Top Nigerian actor Mike Ezuruonye has revealed why he has since rejected film roles that require him to be violent and aggressive, particularly against women.
Mike told Citizen Television’s Lillian Muli in an exclusive One On One interview that the general populace, including children, often mistook him for a violent man and could even run away from him when they came across him on the streets.
The ingenious actor, who easily gels with every role given to him by a film producer – from an affluent prince to a priest to a hapless peasant –, says he was forced to terminate all roles that called him to be aggressive after an “embarrassing” incident at a Lagos airport.
“When I started acting, I was always cast as a very angry guy. A guy who beats women, regardless of the fact that I have never beaten any woman in my life – in the films I was nasty to girls, I did not care… Commercially, it worked and I was getting too much (movie roles),” he narrates.
“I can remember an experience I had at the airport; I was traveling to London and I saw these two really cute kids. When their eyes landed on me, they started running away. So I thought to myself: ‘This is too bad, I think I have done too much of this (bad boy) character,’ and I stopped. I said, ‘No, you guys (movie producers) have to write me into something else if you want me,’” the feted star explained.
“So after much consideration, some characters that could have been given to some old actors were thrown at me. I think I did a good job and that is why today I have refused to be an actor penned down to any genre,” said Mr Ezuruonye.
Mike says he delivers effortlessly in a character that mirrors his real-life personality – that which is extremely opposite from the violence he has exhibited in most movies.
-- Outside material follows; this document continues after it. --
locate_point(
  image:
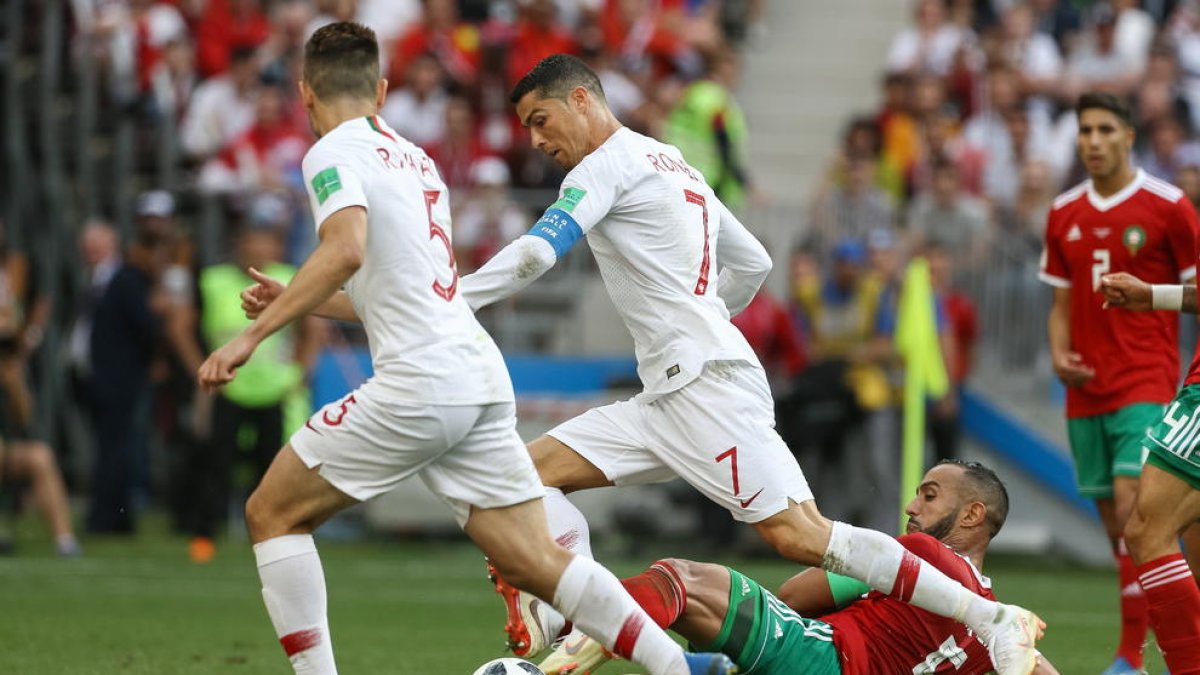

“If you give me a role that is not the every day’s literal Mike, then I am challenged. But if you give me something that is me, I am glided,” he said.
So who is Mike, exactly?
“Mike is a city boy. I am not the kind of guy who wouldn’t want to travel. The funny thing is that I started speaking my language (Igbo) when I was 10-years-old and my father was very embarrassed as I would speak in English with the people who had come from my village. He sacked every maid who was working with us and brought every new worker from the village.”